Too many biopics attempt to define their subject using a narrow chunk of life -- an understandable surrender to the demands of a tight narrative. Tate, though, swings for the fences, throws off those chains, and captures James Brown…The Man. Nothing's hidden or papered over. The warts are there. But so is the genius and a South Carolina childhood that is the stuff of horror shows.
Tate also avoids the now-tired clichés of portraying a segregated America. There isn't a single tropey scene of Brown and his first band, The Famous Flames, being turned away by a hotel, sitting in the back of a bus, or being removed from a lunch counter. The ugliness of racism isn't ignored, it's just handled with intelligence and originality.
Although Tate avoids Brown's politics (The King of Funk was a patriotic Reagan Republican who supported the Vietnam War), the essence of Brown's social and racial beliefs do get a fair hearing. Brown believed in black self-reliance (not the government), loved his country, and for a time caught hell from the black community for not being "black enough." One memorable scene set the day after Martin Luther King's assassination shows Brown giving the white police and his black audience equal amounts of hell for uncivil behavior.
Brown himself was conflicted by his own understandable wariness of the "white devil" (the way the music business abused black performers during the early days of R&B and rock 'n' roll is legendary) and his love for Ben Bart (Dan Akroyd), a white Jewish man and surrogate father.
I especially loved how "Get On Up" didn't leave us with an artificial happily ever after.
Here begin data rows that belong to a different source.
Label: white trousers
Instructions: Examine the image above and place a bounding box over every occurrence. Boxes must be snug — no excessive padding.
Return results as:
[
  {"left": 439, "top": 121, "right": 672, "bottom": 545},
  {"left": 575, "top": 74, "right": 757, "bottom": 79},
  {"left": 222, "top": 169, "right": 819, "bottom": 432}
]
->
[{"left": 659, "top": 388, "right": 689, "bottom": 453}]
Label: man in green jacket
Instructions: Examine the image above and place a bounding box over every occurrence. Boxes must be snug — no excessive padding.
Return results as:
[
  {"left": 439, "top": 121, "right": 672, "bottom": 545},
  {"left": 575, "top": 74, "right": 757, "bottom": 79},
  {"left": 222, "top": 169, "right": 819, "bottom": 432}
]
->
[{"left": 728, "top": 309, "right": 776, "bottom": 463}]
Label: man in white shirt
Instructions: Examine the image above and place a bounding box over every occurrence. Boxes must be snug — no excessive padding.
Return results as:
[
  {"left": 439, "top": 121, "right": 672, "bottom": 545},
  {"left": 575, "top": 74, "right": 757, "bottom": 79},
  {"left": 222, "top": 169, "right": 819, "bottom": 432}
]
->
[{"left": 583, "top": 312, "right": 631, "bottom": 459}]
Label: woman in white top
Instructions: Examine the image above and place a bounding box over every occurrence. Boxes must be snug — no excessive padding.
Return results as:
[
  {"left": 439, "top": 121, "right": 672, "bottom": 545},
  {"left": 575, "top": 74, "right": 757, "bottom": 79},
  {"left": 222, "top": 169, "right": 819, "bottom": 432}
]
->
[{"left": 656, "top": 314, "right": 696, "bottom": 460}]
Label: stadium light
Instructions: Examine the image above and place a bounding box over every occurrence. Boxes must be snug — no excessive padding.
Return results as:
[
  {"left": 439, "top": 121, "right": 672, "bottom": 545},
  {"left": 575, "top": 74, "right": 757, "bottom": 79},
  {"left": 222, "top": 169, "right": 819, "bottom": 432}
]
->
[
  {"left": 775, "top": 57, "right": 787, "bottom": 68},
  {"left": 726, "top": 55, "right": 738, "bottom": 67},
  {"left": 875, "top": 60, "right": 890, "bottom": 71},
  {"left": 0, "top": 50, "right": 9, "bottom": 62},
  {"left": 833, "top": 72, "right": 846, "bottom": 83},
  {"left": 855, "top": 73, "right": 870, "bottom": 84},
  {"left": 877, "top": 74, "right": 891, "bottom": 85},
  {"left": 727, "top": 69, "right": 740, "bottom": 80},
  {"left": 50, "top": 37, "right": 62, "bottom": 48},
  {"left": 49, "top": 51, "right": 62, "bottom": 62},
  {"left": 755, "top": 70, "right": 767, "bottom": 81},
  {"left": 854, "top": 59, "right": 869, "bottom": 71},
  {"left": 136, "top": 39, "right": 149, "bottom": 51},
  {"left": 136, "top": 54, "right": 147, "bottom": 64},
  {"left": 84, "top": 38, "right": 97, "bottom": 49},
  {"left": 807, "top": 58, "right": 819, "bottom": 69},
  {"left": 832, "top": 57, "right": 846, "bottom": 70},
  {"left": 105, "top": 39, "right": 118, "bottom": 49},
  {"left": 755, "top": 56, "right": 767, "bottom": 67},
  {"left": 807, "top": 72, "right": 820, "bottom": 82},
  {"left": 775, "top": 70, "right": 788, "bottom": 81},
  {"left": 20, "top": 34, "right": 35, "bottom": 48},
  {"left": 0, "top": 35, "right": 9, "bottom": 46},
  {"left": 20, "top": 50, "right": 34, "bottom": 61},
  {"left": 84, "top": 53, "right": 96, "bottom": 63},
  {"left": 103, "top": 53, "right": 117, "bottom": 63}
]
Life doesn’t work that way for real people. Even though it should be, life isn’t the movies. There's never a moment where, as of right now, everything is going to be okay. Until your last breath, new bullshit is always warming up in the bullpen. When we leave Tate's James Brown he's still James Brown. Sure, he's reconciled some things, but this is not a man who can or even wants to live easy. "Get On Up" doesn't pretend otherwise.
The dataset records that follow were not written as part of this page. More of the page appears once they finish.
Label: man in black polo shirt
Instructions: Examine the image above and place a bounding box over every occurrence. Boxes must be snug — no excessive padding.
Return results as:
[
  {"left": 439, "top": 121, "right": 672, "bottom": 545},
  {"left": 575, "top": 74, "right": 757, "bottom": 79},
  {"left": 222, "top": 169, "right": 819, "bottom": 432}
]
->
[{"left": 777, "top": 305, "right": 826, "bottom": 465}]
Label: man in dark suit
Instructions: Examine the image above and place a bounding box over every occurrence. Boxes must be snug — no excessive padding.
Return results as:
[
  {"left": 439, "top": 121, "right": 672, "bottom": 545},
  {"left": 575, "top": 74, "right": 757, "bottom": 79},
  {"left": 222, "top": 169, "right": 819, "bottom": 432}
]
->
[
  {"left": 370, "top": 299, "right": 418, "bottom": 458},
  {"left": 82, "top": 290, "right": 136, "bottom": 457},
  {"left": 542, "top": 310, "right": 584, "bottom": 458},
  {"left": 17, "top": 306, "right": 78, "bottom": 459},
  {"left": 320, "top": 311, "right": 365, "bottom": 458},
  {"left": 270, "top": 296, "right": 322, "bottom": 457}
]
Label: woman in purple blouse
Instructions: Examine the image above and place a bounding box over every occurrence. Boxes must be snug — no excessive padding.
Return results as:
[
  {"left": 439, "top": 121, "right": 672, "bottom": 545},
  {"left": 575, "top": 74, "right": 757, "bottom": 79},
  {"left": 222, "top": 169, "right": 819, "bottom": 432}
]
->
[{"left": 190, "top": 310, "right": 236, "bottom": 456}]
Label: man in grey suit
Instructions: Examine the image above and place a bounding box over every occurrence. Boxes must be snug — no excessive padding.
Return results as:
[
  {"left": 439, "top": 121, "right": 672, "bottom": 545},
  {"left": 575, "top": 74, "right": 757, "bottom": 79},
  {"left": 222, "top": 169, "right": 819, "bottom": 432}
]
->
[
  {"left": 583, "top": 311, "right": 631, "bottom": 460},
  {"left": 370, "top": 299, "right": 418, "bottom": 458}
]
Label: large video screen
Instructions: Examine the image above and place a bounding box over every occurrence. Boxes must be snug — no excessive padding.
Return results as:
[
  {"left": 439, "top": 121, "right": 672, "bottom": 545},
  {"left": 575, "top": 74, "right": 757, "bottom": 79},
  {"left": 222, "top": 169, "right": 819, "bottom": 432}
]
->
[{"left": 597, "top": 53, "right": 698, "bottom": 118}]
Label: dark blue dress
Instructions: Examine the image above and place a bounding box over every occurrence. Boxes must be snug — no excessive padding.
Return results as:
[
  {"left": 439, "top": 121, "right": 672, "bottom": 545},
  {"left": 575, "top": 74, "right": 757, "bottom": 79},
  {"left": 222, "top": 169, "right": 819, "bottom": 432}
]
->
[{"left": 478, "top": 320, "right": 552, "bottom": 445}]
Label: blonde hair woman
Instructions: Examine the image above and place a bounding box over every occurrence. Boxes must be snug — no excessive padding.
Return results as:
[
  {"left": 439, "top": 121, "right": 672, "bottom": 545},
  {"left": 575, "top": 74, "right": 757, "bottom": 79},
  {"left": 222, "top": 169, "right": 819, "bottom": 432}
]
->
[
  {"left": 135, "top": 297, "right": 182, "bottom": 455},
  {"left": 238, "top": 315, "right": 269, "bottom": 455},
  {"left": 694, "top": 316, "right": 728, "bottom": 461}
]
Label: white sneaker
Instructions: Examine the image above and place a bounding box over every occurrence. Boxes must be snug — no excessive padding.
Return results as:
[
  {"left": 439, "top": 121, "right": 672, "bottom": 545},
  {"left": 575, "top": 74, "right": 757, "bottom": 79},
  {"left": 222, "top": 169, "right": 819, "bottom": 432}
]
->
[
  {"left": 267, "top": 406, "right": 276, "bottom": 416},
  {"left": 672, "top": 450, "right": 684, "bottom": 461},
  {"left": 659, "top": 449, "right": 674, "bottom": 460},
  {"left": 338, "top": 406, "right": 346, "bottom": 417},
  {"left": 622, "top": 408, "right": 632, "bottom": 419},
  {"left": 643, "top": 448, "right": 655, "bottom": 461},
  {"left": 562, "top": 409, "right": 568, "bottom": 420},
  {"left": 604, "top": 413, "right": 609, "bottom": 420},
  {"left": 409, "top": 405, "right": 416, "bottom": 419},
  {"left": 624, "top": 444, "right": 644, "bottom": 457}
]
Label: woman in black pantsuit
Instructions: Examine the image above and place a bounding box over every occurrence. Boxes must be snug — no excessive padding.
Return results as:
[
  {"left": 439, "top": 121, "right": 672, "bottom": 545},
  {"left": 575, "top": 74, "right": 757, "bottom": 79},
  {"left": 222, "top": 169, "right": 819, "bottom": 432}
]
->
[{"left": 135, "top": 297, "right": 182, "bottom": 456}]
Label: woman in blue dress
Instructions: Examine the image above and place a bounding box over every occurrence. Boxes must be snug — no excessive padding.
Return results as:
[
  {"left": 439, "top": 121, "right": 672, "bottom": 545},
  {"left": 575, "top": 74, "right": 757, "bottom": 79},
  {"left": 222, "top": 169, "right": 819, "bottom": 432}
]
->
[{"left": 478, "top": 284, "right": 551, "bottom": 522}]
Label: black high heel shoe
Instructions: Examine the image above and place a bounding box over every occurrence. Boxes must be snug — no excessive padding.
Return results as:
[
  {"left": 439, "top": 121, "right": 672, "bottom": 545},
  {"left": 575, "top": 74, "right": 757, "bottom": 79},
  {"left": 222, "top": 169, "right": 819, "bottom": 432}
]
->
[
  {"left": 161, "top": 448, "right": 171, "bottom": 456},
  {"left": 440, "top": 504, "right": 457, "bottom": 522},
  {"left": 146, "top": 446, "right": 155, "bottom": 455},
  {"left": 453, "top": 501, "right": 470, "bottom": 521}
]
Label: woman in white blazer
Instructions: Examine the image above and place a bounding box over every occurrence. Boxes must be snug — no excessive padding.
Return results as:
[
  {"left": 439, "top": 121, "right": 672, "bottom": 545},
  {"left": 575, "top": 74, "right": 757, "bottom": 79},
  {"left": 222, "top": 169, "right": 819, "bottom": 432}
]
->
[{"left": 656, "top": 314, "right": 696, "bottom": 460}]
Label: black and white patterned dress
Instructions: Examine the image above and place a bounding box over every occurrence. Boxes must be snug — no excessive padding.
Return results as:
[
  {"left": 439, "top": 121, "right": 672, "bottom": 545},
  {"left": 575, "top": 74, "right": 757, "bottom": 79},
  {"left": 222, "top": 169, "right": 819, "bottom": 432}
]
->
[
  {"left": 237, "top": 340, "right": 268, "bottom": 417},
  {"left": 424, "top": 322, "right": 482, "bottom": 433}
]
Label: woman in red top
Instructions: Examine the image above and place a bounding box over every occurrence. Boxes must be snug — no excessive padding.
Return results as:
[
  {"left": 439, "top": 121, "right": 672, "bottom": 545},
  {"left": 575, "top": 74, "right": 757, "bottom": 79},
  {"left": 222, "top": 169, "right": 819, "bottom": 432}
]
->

If that isn't enough to convince you to get to the movies, "Get On Up" has four of the best scenes I've seen all year. Brown's life-changing heart-to-heart with his idol Little Richard (Brandon Mychal Smith); a rehearsal where Brown explains to his band why every instrument is a drum; a hilarious scene involving Christmas sweaters; and the show-stopper -- a Paris concert that you never want to end.
Tate has crafted an exhilarating and highly original portrait of a genius who couldn’t be anything other than his own man. When the credits roll, you probably won't like James Brown, but you will respect him.